No, it shouldn't. The version matches upstream. Complaints about stupid versioning scheme need to go upstream, sorry.
I disagree, as I think this highlights a weakness in the way portage determines version numbers. Mathematically speaking, the decimal number 2.5 (two and a half) is greater than the number 2.31 (slighty less than 2 and one-third); so a case can be made that the version number has increased. Also, I was taught in maths that the decimal numbers "2.5" and "2.50" were equivalent. Portage, however, doesn't agree; and in my mind this is a Portage "feature" which could be addressed. ReAssign this bug to Portage if you want as a feature request or bug or whatever; but like it or not, the problem is in the way portage does math.
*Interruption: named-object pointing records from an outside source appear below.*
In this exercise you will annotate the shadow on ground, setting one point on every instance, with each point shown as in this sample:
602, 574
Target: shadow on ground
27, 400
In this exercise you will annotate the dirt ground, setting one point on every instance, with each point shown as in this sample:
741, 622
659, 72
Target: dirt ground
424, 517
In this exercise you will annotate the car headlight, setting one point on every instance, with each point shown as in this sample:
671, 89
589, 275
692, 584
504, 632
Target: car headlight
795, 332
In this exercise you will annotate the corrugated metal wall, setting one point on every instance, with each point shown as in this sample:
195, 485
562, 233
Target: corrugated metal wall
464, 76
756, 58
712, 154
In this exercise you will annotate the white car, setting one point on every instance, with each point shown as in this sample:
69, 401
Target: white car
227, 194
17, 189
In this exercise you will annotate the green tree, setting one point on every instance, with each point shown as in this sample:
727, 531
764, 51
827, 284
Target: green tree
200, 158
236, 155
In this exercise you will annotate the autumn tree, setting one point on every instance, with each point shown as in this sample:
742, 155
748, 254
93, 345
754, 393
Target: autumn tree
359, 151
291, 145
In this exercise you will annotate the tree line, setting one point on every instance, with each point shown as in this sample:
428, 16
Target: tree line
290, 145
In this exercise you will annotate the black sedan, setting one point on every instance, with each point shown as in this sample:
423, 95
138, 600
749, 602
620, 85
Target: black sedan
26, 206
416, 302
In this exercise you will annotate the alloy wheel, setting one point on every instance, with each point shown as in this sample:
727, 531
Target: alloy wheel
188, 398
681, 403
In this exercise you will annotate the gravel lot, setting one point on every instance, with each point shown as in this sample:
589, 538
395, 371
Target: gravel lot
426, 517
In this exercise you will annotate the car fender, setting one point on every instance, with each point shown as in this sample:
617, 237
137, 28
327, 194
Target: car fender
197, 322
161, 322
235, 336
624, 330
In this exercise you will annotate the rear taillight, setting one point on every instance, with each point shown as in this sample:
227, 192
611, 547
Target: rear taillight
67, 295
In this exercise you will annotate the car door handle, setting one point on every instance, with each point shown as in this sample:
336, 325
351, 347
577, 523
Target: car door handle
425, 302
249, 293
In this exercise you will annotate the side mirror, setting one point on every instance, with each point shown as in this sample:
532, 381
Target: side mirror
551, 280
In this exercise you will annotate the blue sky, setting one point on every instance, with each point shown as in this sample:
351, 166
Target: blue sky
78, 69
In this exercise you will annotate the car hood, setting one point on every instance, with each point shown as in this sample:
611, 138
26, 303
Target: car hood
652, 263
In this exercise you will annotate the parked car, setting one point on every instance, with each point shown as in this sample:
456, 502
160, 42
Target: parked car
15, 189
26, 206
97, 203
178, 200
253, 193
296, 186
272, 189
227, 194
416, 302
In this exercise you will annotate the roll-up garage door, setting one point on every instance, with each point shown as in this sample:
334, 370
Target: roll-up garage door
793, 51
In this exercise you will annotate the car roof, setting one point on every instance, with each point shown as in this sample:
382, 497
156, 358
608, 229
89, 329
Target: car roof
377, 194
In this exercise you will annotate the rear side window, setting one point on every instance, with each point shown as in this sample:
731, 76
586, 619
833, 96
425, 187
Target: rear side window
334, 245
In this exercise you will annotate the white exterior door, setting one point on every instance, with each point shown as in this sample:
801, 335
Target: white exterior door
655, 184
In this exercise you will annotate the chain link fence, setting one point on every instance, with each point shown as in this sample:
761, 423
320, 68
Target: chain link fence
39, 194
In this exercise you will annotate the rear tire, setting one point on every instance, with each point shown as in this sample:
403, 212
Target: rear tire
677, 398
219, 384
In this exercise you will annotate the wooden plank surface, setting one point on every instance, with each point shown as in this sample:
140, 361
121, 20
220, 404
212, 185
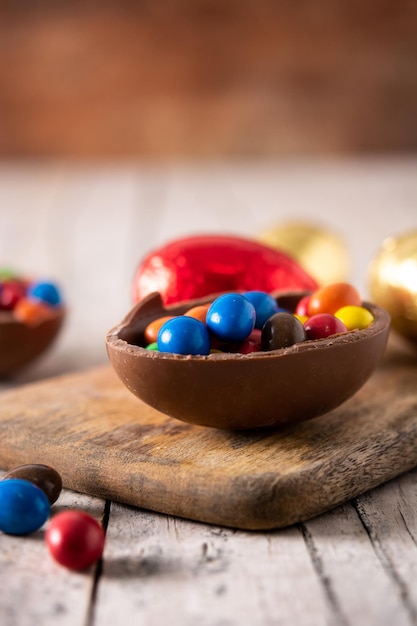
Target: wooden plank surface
353, 566
105, 442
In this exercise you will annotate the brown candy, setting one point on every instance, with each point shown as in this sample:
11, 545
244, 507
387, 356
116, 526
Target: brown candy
43, 476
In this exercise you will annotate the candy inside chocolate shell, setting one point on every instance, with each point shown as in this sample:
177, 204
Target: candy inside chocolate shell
245, 391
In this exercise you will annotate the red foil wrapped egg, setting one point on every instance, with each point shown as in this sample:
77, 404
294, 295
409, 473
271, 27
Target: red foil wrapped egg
194, 267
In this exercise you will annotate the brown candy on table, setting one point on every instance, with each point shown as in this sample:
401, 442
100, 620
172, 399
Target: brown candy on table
43, 476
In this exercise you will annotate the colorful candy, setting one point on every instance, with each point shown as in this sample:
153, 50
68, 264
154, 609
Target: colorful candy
254, 321
75, 539
184, 335
323, 325
24, 507
152, 329
355, 317
332, 297
281, 331
265, 306
30, 302
231, 317
45, 292
43, 476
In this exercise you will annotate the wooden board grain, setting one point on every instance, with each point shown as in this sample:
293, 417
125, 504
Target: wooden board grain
105, 442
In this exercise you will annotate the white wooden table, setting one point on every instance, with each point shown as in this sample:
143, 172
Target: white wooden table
87, 226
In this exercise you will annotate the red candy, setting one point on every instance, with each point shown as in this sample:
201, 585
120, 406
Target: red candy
10, 293
323, 325
75, 539
194, 267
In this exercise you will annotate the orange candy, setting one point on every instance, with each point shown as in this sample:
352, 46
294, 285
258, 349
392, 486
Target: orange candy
32, 312
199, 312
331, 298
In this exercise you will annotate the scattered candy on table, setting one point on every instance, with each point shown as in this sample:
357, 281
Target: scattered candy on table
253, 321
43, 476
74, 538
24, 507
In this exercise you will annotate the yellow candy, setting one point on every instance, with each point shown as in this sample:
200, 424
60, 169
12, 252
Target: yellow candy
355, 317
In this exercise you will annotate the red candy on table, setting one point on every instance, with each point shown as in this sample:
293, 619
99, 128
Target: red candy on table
75, 539
194, 267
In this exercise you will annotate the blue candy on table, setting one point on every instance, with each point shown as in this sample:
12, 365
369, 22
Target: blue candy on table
24, 507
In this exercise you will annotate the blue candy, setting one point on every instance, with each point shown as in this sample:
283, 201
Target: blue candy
184, 335
231, 317
24, 507
46, 292
265, 306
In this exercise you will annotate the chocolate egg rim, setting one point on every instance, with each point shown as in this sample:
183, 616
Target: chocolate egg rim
151, 307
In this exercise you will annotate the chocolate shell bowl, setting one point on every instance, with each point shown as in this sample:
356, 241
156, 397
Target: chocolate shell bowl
22, 343
245, 391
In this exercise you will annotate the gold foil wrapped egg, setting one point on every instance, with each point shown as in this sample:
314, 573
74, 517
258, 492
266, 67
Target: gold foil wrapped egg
322, 253
393, 282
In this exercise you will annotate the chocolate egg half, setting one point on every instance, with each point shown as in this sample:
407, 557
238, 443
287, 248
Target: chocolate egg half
21, 343
245, 391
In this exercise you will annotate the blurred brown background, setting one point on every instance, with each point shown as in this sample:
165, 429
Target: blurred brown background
200, 78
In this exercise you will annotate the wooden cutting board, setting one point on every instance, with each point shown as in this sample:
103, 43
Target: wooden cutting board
105, 442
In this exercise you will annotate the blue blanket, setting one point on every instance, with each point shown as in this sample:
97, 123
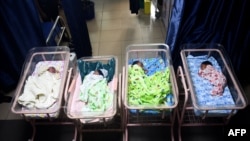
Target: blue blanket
203, 87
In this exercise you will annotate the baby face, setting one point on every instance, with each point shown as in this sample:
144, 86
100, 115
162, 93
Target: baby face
203, 66
96, 72
52, 70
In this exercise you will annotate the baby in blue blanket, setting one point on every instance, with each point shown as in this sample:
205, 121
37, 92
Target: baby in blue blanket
215, 77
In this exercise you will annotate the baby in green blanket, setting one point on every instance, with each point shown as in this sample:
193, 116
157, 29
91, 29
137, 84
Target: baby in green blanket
147, 90
94, 91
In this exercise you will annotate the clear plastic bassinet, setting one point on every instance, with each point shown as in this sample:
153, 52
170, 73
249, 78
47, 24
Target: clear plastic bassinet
233, 97
37, 62
75, 107
155, 58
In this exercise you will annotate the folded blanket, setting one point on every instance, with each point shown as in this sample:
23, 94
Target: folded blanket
40, 91
147, 90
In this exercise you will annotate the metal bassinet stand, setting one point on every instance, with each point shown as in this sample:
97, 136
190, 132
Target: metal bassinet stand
186, 114
132, 114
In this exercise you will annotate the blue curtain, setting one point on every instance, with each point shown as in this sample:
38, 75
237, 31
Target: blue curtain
212, 21
20, 30
74, 13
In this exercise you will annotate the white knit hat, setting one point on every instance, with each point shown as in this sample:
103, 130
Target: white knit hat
104, 72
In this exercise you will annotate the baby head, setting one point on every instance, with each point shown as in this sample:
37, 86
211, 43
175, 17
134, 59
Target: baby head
102, 72
204, 64
140, 64
52, 70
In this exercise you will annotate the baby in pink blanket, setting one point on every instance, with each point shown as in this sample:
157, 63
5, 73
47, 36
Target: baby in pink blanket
216, 78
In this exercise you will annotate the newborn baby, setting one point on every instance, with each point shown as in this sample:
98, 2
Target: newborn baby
94, 91
42, 90
216, 78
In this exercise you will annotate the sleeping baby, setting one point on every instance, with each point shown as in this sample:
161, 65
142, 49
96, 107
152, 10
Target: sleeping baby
42, 90
94, 91
216, 78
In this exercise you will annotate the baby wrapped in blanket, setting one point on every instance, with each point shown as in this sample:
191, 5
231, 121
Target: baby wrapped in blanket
147, 90
42, 90
94, 91
216, 78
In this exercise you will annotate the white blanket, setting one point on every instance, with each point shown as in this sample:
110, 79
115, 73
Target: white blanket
40, 91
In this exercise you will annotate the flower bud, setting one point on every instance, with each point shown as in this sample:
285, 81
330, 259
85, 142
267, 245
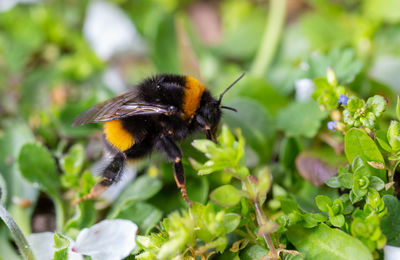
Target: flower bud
393, 135
331, 76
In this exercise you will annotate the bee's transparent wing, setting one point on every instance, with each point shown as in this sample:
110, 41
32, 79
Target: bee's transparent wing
124, 105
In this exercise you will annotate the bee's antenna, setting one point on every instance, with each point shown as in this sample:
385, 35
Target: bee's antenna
226, 90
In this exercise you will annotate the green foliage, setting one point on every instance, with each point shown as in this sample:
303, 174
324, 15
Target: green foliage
250, 200
317, 243
305, 124
180, 231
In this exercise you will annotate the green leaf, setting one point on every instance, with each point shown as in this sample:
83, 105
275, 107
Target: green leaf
333, 182
231, 221
226, 195
382, 10
14, 135
165, 49
323, 202
390, 224
326, 243
377, 104
38, 167
376, 183
398, 108
3, 190
264, 178
85, 216
61, 243
308, 119
381, 137
313, 219
145, 215
253, 252
346, 180
337, 221
255, 122
358, 143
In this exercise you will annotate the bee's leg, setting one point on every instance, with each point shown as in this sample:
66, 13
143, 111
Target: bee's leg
174, 154
111, 174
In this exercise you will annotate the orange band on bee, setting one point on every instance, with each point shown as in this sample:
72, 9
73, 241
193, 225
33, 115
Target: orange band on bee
192, 96
117, 135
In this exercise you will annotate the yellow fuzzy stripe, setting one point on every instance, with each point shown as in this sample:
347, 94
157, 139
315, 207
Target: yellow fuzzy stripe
192, 96
117, 136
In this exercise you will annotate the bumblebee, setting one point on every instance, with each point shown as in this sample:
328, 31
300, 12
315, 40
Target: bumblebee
153, 115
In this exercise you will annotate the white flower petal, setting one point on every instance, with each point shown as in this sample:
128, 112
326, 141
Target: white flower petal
42, 245
114, 80
392, 252
108, 30
107, 240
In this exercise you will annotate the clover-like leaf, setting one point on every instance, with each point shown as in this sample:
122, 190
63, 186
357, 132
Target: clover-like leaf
42, 245
393, 135
108, 239
38, 166
323, 202
226, 195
(In reply to comment #3) > Mathematically speaking, the decimal number 2.5 (two and a half) is greater than > the number 2.31 (slighty less than 2 and one-third); so a case can be made that > the version number has increased. Also, I was taught in maths that the decimal > numbers "2.5" and "2.50" were equivalent. Mathematically speaking, 5 < 31 and upstream versioning is b0rked. The above quoted conclusion is flawed, 2 is major version, 5 or 31 is minor version, those two are rightly considered completely separate of each other.